Three-day outage: Aboriginal residents in eight communities in the Groote archipelago were without phone service, internet access, eftpos, after a power outage that lasted from last Wednesday to Friday. The Anindilyakwa land council told Guardian Australia that the response of Telstra, government and police was “manifestly inadequate”. “No emergency procedures were put in place,” chief executive Mark Hewitt said. “Without access to food, fuel and information, there was a significant spike in community unrest.” Telstra said storms and flooding meant that technicians could not access the site.

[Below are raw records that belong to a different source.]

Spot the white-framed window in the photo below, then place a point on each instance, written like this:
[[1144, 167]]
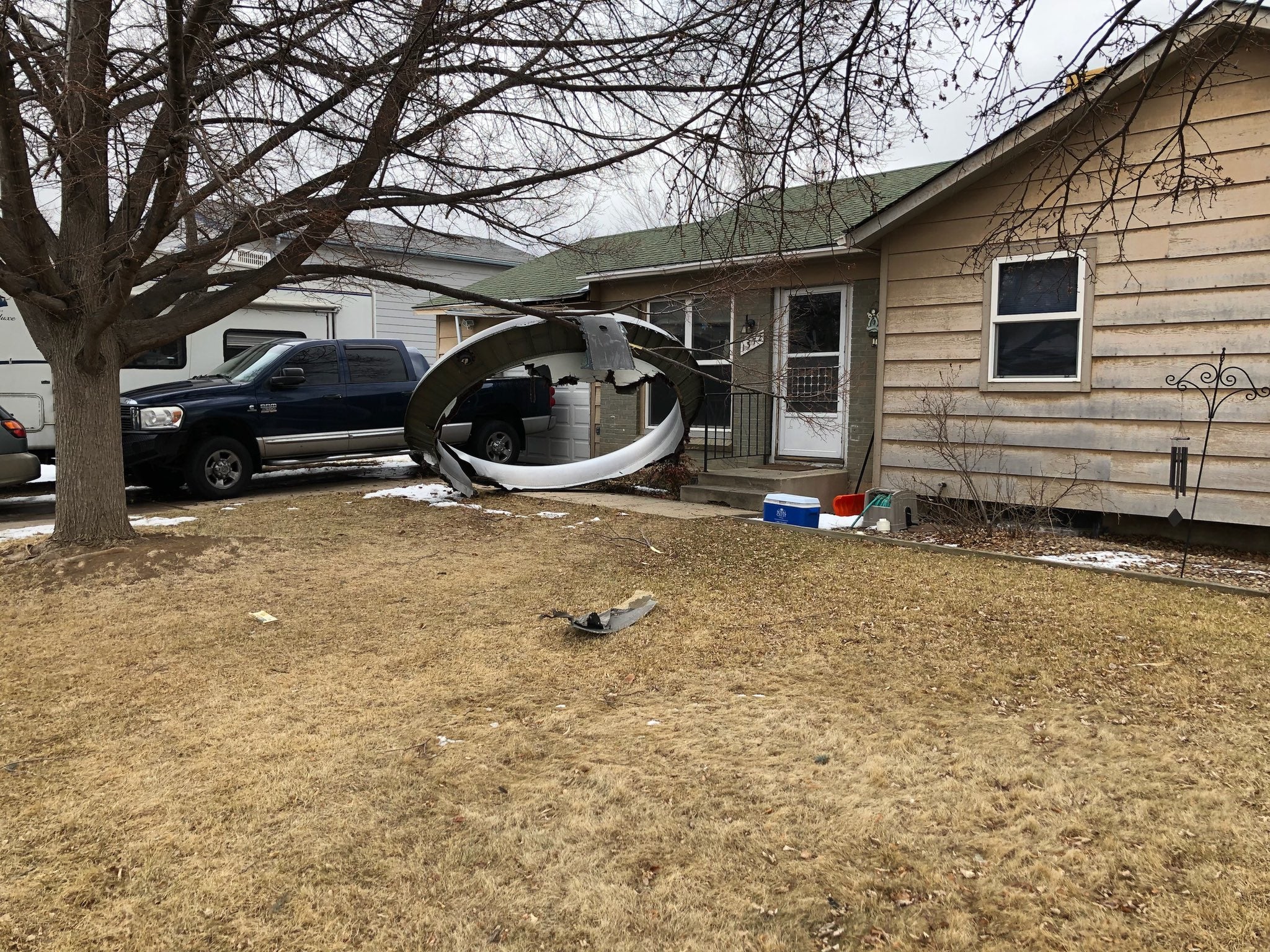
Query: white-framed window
[[1037, 318], [705, 327]]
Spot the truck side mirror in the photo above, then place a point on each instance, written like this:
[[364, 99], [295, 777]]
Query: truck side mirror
[[288, 377]]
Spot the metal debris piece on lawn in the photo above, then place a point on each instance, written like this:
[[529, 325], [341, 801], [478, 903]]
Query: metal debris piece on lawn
[[606, 348], [613, 619]]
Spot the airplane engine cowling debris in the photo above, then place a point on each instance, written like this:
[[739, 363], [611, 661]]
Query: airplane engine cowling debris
[[613, 348]]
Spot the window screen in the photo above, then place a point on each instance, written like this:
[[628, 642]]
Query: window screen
[[236, 340], [169, 357], [670, 316], [711, 328], [375, 364], [319, 363], [815, 323], [1042, 286]]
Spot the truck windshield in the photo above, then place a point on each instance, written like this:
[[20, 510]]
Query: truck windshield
[[246, 367]]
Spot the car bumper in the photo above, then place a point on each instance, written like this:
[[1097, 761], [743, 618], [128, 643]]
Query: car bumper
[[18, 467], [162, 448]]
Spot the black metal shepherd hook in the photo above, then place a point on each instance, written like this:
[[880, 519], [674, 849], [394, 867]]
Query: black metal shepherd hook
[[1215, 384]]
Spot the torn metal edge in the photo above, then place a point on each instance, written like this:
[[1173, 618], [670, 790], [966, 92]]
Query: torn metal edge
[[563, 350]]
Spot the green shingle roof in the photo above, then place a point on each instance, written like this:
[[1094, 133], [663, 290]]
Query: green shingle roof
[[789, 220]]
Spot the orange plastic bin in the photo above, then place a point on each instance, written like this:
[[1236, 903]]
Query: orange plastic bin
[[850, 505]]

Super Tuesday: The United States will today hold its second-biggest election day of the year, as “Super Tuesday” sees 14 state primaries and two caucuses held to pick a Democratic challenger to US President Donald Trump. Progressive senator Bernie Sanders was leading the pack, until a raft of moderates candidates dropped out at the last moment to support former vice-president Joe Biden. Senator Elizabeth Warren remains in the race but is lagging in the polls, while former New York City Mayor Mike Bloomberg will be on the ballot for the first time, after spending hundreds of millions of dollars on advertising.

 
 

“Assange’s conditions at Belmarsh prison, on the outskirts of London, are difficult. On day two of the trial, Edward Fitzgerald told Judge Baraitser that his client had been strip-searched twice, handcuffed 11 times and moved between five separate holding cells. He had his court documents – which included communication with his lawyers – removed at the end of the first day.”

 

“For the first time since the Ebola epidemic of 2014, we were dealing with the jargon of ‘donning’, ‘doffing’ and ‘PPE’ (personal protective equipment). We checked each other’s P2 respirators for the telltale rise and fall with inhalations and exhalations. Someone wryly noted that masks worn to ward off the poor air quality following the bushfires had found new purpose ... The atmosphere in the room became calm, but it was tempered by the knowledge that our service could be called on at any time, night or day.”

 

“While Portch says losing Lola began the worst week of her life, she notes that she was shown great kindness by the hospital staff. She was given a cold cot so she could spend time with her daughter, and a bereavement-trained photographer from the volunteer group Heartfelt came to take photos. Just 15 days later, Portch returned to work. ‘I was told that I’d exhausted my sick leave,’ she recalls.”

 
 

“Universities and the hospitality sector are already laying off staff and cutting hours. The impact will spread from there through the rest of the economy. Unless something is done, the unemployment rate will rise from its already uncomfortable level of 5.3 per cent and businesses will collapse … Morrison has been reluctant to spend more because he had invested so much political capital in delivering a budget surplus this year. Having spent the past decade attacking the ALP's cash splash during the global financial crisis, he would not even use the word ‘stimulus’.”

 
 

“Mr Morrison said Treasury and relevant government agencies were working to deliver ‘the boost that we believe will be necessary’ with a targeted plan, but stressed a health crisis was different from a global financial crisis. ‘This is a health crisis, which has had serious disruptive impacts on the travel movement of people and of goods around the world. And that obviously disrupts supply chains and has a suppressing impact on demand. And what we are focusing on is jobs, cash flow and investment,’ Mr Morrison said.”

 
 

“Berlin-based artist Niklas Roy isn’t just concerned about his privacy and protection online. To stop passersby from peeping into his workshop, he strung up a white, lace curtain stretching only partially across his window … Each outside movement triggers a motor to position the thin fabric in front of the person attempting to look inside. The resulting footage shows various strategies people use⁠—think rapid arm waving and hopping from one spot to another⁠—to try to trick the mechanism tracking their positions.”

Max Opray is Schwartz Media’s morning editor and a freelance writer.